Adapting to Environmental and Energy Uncertainties

This research theme interrogates how environmental change, crisis, resource decline, and energy uncertainties are understood, experienced, coped with, and governed by individuals and communities. Working  across scales from the household to the nation, the consequences of such change, and adaptations to it, for justice, equality, and resilience are critically examined. 

Using a range of theoretical perspectives and working across international contexts, this theme addresses critical issues of uncertainty and change at the intersection of society and environment. We focus on the political, cultural and socio-economic dimensions of climate change, pollution, ecosystem disruption, agrarian stress, and the designation and depletion of ‘resources’ including energy, water and minerals. We examine and engage deeply with policy and governance processes that shape historical, contemporary and future socio-natures, and through which responses to environmental change and crisis are developed.  Central to our work is a concern with understanding and redressing injustices and vulnerabilities in relation to environmental and energy issues, pertaining to inter alia class, gender, age, race, Indigeneity, and their intersections.

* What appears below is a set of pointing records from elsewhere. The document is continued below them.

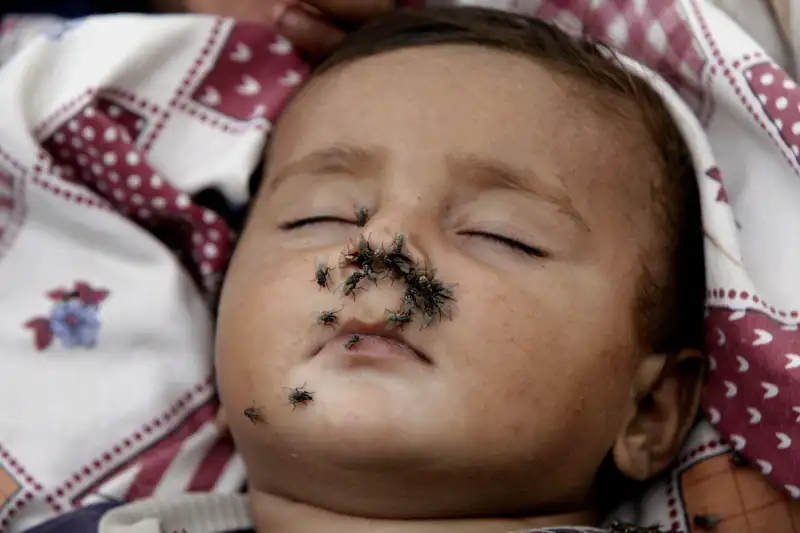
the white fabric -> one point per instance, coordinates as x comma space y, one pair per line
106, 264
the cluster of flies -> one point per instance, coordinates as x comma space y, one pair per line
426, 298
703, 522
297, 395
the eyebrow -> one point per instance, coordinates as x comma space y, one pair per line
337, 159
488, 173
482, 172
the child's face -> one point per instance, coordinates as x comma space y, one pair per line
532, 380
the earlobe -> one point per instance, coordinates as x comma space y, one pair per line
667, 400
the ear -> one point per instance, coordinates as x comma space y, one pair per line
667, 399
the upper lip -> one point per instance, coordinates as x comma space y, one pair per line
356, 327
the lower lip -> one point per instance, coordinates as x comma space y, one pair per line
369, 347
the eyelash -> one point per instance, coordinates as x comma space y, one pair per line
512, 244
297, 224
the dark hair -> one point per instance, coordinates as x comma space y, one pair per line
669, 312
670, 306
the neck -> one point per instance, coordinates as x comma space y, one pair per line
273, 514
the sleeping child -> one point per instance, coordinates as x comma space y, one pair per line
469, 294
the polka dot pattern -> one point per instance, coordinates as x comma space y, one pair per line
95, 148
780, 98
654, 32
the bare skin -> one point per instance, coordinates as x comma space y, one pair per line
537, 377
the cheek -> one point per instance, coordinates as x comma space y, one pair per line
536, 365
260, 316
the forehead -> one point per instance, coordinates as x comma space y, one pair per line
429, 102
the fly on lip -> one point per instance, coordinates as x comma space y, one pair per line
355, 331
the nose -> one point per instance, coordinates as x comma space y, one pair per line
403, 232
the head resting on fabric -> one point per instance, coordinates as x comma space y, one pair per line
533, 170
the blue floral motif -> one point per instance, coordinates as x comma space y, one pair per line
75, 323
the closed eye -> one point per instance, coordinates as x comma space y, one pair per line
296, 224
510, 243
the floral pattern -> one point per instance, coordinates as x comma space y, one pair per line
74, 319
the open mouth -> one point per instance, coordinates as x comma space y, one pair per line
359, 339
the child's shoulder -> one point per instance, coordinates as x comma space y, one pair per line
220, 514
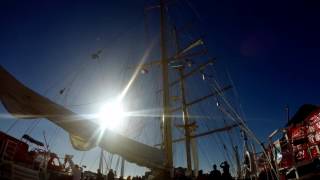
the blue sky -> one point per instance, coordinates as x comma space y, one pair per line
270, 48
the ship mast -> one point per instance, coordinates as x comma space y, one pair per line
166, 118
185, 115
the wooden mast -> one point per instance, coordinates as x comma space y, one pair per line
166, 118
185, 115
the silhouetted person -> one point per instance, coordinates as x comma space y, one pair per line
225, 168
215, 173
99, 175
110, 175
201, 176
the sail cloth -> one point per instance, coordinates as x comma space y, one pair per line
25, 103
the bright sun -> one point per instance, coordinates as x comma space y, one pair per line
111, 116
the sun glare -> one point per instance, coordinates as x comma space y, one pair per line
111, 116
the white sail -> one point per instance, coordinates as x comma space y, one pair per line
23, 102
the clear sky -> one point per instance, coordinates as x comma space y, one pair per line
270, 48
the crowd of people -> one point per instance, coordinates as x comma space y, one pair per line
215, 174
179, 174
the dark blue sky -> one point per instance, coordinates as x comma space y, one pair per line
270, 48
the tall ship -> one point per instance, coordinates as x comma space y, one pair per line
171, 112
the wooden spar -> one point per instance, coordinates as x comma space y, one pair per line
166, 118
215, 93
200, 67
185, 115
226, 128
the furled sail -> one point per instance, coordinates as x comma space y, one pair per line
23, 102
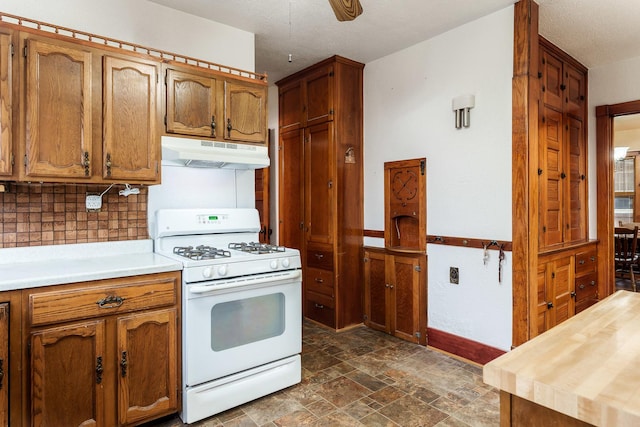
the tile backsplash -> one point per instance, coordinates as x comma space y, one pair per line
55, 214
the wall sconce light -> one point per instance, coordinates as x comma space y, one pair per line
461, 106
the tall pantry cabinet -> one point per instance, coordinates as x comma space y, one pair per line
321, 185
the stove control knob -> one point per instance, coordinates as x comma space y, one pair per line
222, 270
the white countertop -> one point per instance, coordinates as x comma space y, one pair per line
34, 266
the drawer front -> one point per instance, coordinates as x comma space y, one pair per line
320, 281
320, 308
320, 258
586, 261
586, 287
104, 298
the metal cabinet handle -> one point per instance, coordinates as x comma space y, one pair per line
110, 301
123, 364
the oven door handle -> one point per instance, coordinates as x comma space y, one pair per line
244, 281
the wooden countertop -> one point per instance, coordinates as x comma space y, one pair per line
588, 367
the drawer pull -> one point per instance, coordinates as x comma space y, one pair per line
123, 364
99, 370
110, 302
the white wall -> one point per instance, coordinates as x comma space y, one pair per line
147, 24
408, 114
608, 84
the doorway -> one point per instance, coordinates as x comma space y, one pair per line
605, 115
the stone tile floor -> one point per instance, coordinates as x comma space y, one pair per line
362, 377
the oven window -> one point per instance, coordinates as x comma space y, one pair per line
244, 321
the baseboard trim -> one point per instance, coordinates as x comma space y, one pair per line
463, 347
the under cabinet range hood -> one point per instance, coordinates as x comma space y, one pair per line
198, 153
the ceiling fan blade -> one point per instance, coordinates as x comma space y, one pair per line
346, 10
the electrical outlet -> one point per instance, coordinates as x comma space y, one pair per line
454, 275
93, 202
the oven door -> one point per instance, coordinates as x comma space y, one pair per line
236, 324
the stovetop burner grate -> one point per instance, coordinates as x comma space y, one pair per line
256, 247
201, 252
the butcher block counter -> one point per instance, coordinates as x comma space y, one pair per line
585, 371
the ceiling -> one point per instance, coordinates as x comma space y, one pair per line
595, 32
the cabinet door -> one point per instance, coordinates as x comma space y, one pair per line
552, 174
318, 95
58, 128
576, 186
148, 370
67, 364
405, 282
319, 188
376, 291
191, 104
291, 170
290, 106
6, 141
245, 112
131, 146
4, 364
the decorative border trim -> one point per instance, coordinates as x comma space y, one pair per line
463, 347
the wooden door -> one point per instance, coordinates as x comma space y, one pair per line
376, 291
67, 368
59, 123
404, 282
551, 174
290, 106
131, 145
4, 364
291, 189
148, 365
319, 183
318, 95
576, 186
245, 112
6, 103
191, 104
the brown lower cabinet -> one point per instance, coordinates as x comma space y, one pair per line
396, 293
102, 353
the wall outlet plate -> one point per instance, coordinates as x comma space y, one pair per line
93, 202
454, 275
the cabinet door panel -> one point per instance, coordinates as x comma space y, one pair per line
191, 104
131, 144
291, 170
6, 141
551, 178
58, 110
319, 186
4, 364
376, 292
147, 354
66, 377
245, 112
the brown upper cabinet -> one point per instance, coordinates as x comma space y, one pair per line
207, 104
87, 115
6, 93
562, 167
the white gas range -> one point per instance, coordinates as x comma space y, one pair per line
241, 308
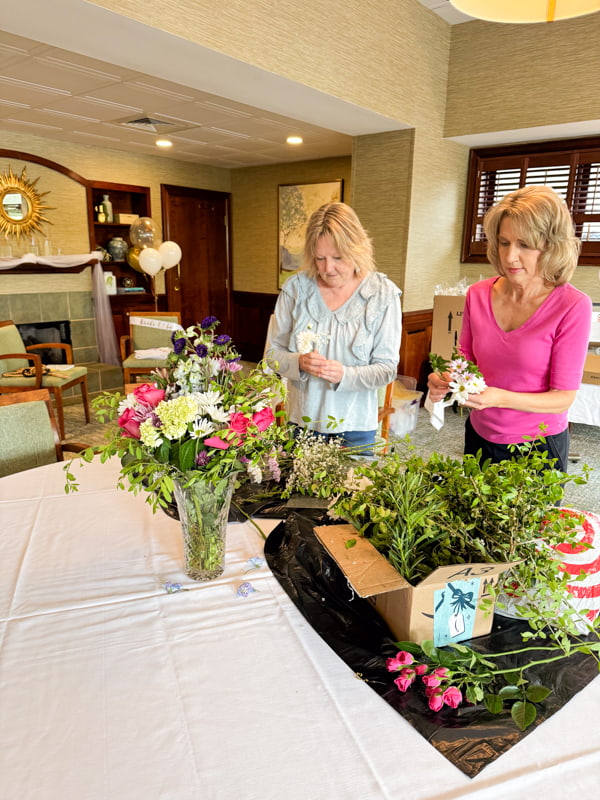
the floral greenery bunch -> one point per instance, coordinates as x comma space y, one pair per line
202, 418
465, 376
319, 467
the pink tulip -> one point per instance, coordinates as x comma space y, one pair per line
149, 394
401, 659
129, 421
264, 418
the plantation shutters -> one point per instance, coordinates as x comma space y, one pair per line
571, 170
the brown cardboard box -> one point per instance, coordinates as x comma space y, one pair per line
447, 322
591, 369
442, 607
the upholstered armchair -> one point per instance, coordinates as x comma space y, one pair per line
30, 436
145, 336
14, 356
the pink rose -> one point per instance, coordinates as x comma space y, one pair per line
239, 423
263, 419
401, 659
214, 441
149, 394
405, 679
452, 697
436, 701
130, 423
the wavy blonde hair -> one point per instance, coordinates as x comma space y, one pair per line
340, 222
543, 221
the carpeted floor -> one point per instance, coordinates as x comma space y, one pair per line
585, 441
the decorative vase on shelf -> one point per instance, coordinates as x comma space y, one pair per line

We strive through our research and engagement to contribute to the development of healthy, inclusive, and resilient environments for the thriving of humans and non-humans, present and future. 

Research areas

Environmental justice: examining and seeking to address the differential impacts of environmental and energy issues on diverse social groups, the uneven distribution of power in environmental decision making, and the ways in which diverse communities cope, adapt, and plan for futures in which thriving might be possible

Resource governance: evaluating and advocating for changes in resource-making and management in the context of growing demand and conflicts between states, industry and communities, including how ‘resources’ might be defined and distributed differently, in more just, collective and reparative ways. 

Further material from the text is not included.